1. Sulphur and Magnesium.—After six compressions there was obtained a gray mass with a feebly metallic surface luster. It dissolves in water at 50° to 60° with a slow escape of hydrogen sulphide, the liquid becoming of a golden yellow. A drop of hydrochloric acid occasions immediately a very strong escape of hydrogen sulphide, while free sulphur is deposited. Hence magnesium and sulphur combine under the action of pressure, forming magnesium sulphide and possibly a polysulphide.

2. Sulphur and Zinc.—Three compressions yield a block deceptively similar to native blende with metallic luster. Dilute sulphuric acid dissolves the block slowly with an escape of hydrogen sulphide.

3. Sulphur and Iron.—After four compressions a block is obtained which the file scarcely touches. Dilute sulphuric acid dissolves it easily with continuous escape of hydrogen sulphide. If the product of compression is heated in a closed tube no luminous phenomenon is observed, the body entering into tranquil fusion. Hence the potential heat of the free sulphur and iron has been realized during the compression.

4. Sulphur and Cadmium.—Three compressions give a yellowish-gray homogeneous mass. The powder is yellow, but less pure than that of cadmium sulphide obtained by precipitation. Strong hydrochloric acid dissolves the mass with escape of hydrogen sulphide.

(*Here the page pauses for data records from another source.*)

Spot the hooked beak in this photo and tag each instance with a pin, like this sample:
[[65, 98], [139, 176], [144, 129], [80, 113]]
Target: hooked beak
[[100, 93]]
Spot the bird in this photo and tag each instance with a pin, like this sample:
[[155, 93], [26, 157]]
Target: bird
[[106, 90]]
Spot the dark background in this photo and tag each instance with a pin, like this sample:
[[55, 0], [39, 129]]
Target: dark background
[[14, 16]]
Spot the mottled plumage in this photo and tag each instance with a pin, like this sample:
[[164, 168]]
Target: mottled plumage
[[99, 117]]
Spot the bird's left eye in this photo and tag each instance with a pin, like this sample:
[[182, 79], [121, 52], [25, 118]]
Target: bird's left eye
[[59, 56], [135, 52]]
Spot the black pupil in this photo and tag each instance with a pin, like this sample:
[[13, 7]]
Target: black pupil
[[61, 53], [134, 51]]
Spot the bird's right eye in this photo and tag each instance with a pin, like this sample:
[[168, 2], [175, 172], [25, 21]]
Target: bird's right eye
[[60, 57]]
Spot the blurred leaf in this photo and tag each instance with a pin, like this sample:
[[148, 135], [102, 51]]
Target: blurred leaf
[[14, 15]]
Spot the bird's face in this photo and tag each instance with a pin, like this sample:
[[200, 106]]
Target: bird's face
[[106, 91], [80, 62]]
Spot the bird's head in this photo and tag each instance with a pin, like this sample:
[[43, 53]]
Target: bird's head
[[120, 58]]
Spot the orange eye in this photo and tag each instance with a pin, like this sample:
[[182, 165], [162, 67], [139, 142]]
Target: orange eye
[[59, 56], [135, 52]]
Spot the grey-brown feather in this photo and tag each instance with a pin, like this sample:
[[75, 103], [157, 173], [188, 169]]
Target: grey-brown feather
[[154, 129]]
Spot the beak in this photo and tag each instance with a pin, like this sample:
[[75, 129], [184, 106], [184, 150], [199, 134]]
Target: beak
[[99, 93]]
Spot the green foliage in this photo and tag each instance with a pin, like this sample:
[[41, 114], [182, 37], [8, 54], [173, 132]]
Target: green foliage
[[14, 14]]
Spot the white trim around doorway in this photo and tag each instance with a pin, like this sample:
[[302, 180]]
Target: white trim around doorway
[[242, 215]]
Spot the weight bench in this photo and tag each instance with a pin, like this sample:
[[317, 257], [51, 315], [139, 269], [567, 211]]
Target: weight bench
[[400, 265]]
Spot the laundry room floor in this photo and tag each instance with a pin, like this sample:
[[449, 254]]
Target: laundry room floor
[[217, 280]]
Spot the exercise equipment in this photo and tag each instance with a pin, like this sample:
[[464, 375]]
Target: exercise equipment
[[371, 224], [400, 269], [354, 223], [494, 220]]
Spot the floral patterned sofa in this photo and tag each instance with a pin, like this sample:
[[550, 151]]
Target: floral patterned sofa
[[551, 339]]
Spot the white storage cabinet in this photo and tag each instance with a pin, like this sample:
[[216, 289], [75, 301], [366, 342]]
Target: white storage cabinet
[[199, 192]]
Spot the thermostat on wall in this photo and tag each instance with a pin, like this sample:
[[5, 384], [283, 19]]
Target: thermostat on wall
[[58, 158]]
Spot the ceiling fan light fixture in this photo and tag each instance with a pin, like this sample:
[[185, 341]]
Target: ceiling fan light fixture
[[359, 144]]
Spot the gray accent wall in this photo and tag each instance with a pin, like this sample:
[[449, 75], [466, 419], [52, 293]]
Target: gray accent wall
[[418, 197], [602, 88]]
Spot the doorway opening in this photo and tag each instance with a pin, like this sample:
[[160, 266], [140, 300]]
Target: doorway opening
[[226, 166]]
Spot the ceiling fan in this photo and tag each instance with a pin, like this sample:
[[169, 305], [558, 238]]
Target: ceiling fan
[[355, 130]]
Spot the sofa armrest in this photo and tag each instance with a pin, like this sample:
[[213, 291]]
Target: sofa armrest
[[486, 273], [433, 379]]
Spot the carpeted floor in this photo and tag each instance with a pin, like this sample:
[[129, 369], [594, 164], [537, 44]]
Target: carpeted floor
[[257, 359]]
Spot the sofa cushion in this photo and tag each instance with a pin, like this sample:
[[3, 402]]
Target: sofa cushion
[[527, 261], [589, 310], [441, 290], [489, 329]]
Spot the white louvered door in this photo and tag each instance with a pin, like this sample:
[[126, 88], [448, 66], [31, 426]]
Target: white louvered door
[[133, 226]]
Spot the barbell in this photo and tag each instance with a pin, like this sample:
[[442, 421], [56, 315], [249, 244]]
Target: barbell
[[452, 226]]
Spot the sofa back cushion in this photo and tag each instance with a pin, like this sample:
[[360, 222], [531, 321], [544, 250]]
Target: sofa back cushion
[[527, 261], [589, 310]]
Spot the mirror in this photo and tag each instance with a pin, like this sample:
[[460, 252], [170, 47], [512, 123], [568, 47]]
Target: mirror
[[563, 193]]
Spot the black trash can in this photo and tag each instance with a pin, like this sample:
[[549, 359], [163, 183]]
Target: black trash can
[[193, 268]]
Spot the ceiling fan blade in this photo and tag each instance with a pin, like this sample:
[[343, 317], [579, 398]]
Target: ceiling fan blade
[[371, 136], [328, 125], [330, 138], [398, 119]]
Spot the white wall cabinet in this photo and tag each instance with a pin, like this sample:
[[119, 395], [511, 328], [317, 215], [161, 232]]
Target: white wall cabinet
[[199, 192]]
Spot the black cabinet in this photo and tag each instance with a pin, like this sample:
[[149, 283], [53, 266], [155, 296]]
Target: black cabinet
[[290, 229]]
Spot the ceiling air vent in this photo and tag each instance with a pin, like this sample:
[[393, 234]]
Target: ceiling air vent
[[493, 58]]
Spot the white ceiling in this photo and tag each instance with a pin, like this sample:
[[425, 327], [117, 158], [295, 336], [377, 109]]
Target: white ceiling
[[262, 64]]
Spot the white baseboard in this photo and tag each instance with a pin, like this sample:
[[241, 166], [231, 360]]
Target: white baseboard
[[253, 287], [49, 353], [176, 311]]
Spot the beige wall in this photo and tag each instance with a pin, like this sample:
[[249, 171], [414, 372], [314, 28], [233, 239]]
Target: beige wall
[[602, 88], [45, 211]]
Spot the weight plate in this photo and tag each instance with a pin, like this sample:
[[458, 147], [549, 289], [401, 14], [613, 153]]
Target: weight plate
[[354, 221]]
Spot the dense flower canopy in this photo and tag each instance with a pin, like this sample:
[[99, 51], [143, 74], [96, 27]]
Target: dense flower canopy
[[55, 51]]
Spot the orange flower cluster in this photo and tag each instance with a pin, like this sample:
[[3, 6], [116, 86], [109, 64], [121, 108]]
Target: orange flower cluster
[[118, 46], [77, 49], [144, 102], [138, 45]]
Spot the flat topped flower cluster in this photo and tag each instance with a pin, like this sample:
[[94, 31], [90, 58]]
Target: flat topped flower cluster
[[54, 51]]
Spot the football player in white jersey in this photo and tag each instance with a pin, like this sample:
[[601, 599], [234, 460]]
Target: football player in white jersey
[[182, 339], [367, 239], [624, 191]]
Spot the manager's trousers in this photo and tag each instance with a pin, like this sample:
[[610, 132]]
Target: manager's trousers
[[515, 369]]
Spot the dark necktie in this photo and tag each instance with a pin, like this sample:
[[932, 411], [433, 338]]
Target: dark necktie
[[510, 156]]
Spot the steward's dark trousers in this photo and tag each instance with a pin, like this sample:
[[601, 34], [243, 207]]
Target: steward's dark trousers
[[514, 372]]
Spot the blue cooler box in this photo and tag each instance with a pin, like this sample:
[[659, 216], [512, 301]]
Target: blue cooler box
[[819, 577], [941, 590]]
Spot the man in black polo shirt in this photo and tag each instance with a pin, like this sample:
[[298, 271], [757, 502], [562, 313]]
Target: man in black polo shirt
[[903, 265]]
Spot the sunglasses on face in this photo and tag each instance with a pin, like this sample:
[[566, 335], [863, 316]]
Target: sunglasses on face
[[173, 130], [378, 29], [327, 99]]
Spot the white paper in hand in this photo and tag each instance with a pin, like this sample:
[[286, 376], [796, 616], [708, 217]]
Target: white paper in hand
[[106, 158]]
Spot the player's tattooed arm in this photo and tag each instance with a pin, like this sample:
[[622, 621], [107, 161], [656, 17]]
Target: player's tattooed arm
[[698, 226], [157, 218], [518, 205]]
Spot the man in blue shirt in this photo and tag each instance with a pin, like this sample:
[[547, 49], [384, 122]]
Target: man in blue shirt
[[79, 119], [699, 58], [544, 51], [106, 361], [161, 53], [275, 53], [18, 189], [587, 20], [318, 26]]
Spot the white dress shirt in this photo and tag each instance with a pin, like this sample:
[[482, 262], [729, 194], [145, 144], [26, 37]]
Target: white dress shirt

5. Sulphur and Aluminum.—Result incomplete. After five compressions a mass is obtained which, in contact with moist air, gives off an odor of hydrogen polysulphide.

6. Sulphur and Bismuth.—The combination takes place with great ease.

7. Sulphur and Lead.—The combination is still more easy.

8. Sulphur and Silver.—The action is slow; eight compressions are necessary.

9. Sulphur and Copper.—Three compressions complete the combination. When the product of the compression is heated, there is no development of heat or light.

10. Sulphur and Tin.—Three compressions give a block which yields a yellowish-gray powder, easily soluble in a hot solution of sodium sulphide. Stannic sulphide is therefore formed by the compression of sulphur and tin.

11. Sulphur and Antimony.—After two compressions we obtain a gray-black mass having the color and luster of stibine. When powdered it dissolves with ease in hot hydrochloric acid, giving off hydrogen sulphide.

12. Sulphur and Red Phosphorus; Sulphur and Carbon.—Result entirely nil; there is produced not the least trace of phosphorus sulphide nor of carbon sulphide.